We did a shorty on this based on information we got ahead of the May 3 announcements from a prebriefing with Alison Butterill, IBM i program offering manager, in anticipation of more details being made available.
Thus far, this hasn’t happened – we really want to know precisely what the pricing is on the subscription-based Power S914 and how it compares to buying a Power S914 and its software and paying support for both. But announcement letter 222-207 from May 3 lays out the situation now, saying that starting on June 28, the four-core Power S914 machine will be able to have an IBM i operating system license sold as a subscription on that machine, combining licensing and maintenance with subscription terns running annually for between one and five years with monthly subscription pricing. This will only be available at first for customers buying a new Power S914, which is odd considering the Power10 machines are right around the corner, but we strongly suspect IBM will offering similar IBM i pricing on Power S1014, Power S1022, Power S1024 entry machines and even the Power E1050 midrange machine. This announcement might be an indication that IBM may not create a single-core or four-core Power10 machine with an entry IBM i price point, but I wouldn’t read too much into it yet. We shall see.
IBM warns in this announcement that the Licensed Program Products – those dozens of add-on tools, many of which are free, that turn IBM i into a platform – are not yet given subscription pricing, but that this is coming. So is having subscription pricing for selected hardware so you can have cloud-like pricing in your on premises datacenter just like you could do with reserved instances on a cloud.
Here is the promise, and the general roadmap for this:
As you can see on the right hand side of this IBM i subscription roadmap, the plan is to eventually offer subscription pricing on the LPPs. But, says Butterill, IBM thought it would be best to consolidate down that LPP stack and bundle even more of them together so the pricing doesn’t get too hairy for people to deal with.
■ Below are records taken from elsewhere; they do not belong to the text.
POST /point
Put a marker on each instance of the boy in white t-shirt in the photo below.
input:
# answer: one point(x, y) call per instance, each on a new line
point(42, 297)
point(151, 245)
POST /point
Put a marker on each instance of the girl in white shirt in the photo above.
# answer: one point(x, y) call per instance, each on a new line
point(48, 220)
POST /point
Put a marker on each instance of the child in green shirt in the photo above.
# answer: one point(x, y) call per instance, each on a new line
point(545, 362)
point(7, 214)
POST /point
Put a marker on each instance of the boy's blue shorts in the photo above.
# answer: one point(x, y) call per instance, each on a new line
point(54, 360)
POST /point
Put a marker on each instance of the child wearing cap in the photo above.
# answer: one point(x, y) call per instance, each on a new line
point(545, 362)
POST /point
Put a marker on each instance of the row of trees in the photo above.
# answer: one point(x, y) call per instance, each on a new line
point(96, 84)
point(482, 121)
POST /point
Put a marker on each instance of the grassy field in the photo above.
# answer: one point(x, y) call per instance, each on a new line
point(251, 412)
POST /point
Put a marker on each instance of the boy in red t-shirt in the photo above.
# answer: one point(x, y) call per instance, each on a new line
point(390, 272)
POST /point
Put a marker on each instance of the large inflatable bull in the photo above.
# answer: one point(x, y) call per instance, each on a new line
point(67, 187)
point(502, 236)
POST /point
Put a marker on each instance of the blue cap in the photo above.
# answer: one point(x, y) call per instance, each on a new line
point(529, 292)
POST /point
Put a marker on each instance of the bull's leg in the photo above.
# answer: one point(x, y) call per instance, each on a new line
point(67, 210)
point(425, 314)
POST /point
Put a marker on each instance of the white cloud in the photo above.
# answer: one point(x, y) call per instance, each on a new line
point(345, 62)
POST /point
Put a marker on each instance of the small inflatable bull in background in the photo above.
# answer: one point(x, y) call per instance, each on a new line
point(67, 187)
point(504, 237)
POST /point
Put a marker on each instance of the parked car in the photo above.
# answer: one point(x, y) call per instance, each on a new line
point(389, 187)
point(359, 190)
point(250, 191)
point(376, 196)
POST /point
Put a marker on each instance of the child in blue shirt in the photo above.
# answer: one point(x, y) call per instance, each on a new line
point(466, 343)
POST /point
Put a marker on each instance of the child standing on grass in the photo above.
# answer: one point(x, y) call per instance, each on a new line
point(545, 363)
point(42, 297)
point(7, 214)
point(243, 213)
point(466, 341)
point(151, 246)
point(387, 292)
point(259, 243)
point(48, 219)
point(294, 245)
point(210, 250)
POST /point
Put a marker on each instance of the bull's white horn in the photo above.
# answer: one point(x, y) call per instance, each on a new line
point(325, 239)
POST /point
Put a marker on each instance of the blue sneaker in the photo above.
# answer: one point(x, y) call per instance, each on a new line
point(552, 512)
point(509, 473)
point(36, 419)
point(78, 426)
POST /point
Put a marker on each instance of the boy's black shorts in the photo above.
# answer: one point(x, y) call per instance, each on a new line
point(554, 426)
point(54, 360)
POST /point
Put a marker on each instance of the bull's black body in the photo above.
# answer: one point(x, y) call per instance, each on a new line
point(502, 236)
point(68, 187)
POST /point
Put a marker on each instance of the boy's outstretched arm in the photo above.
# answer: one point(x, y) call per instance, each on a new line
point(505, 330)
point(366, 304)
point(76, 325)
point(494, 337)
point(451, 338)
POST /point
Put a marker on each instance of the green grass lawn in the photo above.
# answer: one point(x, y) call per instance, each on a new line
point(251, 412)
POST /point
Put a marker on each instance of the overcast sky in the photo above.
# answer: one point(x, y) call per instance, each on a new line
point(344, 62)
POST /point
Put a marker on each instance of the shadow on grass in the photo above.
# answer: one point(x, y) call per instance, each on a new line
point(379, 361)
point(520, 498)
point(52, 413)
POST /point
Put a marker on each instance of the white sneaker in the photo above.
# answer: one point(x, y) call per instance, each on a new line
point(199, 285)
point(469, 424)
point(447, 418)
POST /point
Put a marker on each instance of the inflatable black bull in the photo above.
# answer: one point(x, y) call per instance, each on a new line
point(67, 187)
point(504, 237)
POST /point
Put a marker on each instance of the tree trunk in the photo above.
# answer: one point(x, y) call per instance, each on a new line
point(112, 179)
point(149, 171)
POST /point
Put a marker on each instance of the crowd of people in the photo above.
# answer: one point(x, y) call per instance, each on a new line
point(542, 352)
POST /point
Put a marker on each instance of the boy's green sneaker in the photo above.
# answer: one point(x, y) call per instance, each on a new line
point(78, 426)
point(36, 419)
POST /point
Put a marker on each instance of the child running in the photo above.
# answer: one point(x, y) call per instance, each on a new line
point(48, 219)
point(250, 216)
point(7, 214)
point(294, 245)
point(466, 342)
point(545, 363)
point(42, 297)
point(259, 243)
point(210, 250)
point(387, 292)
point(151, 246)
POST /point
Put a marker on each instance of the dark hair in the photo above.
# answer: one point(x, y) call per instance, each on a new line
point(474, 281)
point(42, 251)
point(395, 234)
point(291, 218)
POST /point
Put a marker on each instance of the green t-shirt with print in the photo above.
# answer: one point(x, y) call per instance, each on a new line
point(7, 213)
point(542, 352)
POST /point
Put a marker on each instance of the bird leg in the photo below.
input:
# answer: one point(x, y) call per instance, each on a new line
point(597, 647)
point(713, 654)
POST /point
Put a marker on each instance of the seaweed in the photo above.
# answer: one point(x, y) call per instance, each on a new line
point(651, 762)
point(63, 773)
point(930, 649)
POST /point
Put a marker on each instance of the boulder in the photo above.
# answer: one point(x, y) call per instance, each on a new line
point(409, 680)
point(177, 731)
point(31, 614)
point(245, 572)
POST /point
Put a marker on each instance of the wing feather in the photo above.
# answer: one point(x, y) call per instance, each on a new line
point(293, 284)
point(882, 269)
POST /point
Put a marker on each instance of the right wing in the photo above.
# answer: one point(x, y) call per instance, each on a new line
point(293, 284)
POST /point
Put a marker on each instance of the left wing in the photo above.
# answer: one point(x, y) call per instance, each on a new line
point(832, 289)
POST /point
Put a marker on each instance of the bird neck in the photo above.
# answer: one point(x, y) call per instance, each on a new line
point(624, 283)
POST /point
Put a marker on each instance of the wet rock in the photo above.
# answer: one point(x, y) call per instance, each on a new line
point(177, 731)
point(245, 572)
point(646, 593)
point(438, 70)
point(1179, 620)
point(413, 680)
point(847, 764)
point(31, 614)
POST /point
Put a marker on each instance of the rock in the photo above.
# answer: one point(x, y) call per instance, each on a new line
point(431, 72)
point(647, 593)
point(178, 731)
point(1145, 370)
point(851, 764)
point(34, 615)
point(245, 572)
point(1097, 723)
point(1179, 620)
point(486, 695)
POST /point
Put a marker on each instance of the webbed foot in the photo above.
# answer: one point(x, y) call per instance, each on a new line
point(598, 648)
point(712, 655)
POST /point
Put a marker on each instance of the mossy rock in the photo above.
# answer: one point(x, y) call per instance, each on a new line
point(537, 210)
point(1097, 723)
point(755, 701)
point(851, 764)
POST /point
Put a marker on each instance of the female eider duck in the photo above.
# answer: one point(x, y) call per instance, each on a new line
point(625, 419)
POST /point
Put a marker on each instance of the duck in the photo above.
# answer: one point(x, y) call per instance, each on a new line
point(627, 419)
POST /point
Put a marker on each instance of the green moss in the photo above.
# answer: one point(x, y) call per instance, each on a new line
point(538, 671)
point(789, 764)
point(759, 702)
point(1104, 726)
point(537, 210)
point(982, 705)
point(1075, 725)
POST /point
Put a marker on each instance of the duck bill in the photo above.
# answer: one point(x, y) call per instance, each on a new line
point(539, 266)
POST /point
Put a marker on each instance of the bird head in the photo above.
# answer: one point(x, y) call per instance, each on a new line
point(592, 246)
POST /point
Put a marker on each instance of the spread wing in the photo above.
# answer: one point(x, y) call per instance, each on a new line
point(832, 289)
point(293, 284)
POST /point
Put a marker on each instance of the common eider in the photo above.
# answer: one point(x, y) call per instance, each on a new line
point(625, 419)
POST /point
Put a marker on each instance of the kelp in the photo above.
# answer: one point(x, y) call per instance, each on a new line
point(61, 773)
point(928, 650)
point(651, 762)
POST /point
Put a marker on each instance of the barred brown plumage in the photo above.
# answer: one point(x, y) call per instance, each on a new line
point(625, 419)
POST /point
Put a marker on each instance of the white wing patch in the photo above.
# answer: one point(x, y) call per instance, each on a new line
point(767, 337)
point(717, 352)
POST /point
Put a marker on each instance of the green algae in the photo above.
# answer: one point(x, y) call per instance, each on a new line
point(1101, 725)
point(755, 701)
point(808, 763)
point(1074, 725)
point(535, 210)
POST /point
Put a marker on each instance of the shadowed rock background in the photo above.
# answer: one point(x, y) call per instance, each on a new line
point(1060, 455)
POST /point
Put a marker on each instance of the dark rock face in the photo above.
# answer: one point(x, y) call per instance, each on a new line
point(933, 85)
And so, IBM is doing just that:
The columns on the left of this chart are those that are separately priced these days, and significantly, font, application and database threading (SMP), high speed printing and fonts, HA subsystems, performance tools, and job scheduling are currently licensed separately and charged for separately. But in the future, after a pricing action that is expected later in May, the column on the right is all of the LPPs that will have a separate price tag above and beyond the IBM i license. Customers or their business partners will have to ask for the now-free software to be added to their machines – they are still separately orderable, not automagically installed
We have no idea what the base IBM i subscription will cost – we expect deeper price cuts the longer the term of the subscription, and all that IBM is saying now is that subscription term licensing, as this is being called, will have a “lower entry price than perpetual.”
What we wanted to know was the value of all of the LPPs that just had their price tags erased as part of the licensing simplification ahead of providing a subscription price alternative. (That is an important point, that IBM is not forcing customers to move away from buying hardware and software and then paying support. Big Blue is happy to do it old school as long as software is being supported, but it is adding subscriptions, too.)
“On the low end machines, the list prices of the LPPs that we are entitling with IBM i is about $50,000,” Butterill tells The Four Hundred. “On the high end machines, the list price of the products ranges is about $200,000. There are things that vary, like users, and so forth, but this is what I calculated.”
The effective discount of the LPP bundling will depend on what customers would have bought if it were not free, but it is probably a pretty decent pile of dough that customers will be saving. Which means it can be applied to a Power10 upgrade and maybe the use of the Merlin application modernization tool, too – and eventually, have all of the cost spread out over time instead of all coming home at the front end.
We have been asking for this for a long, long time. And we look forward, again, to see more details about how this will be done.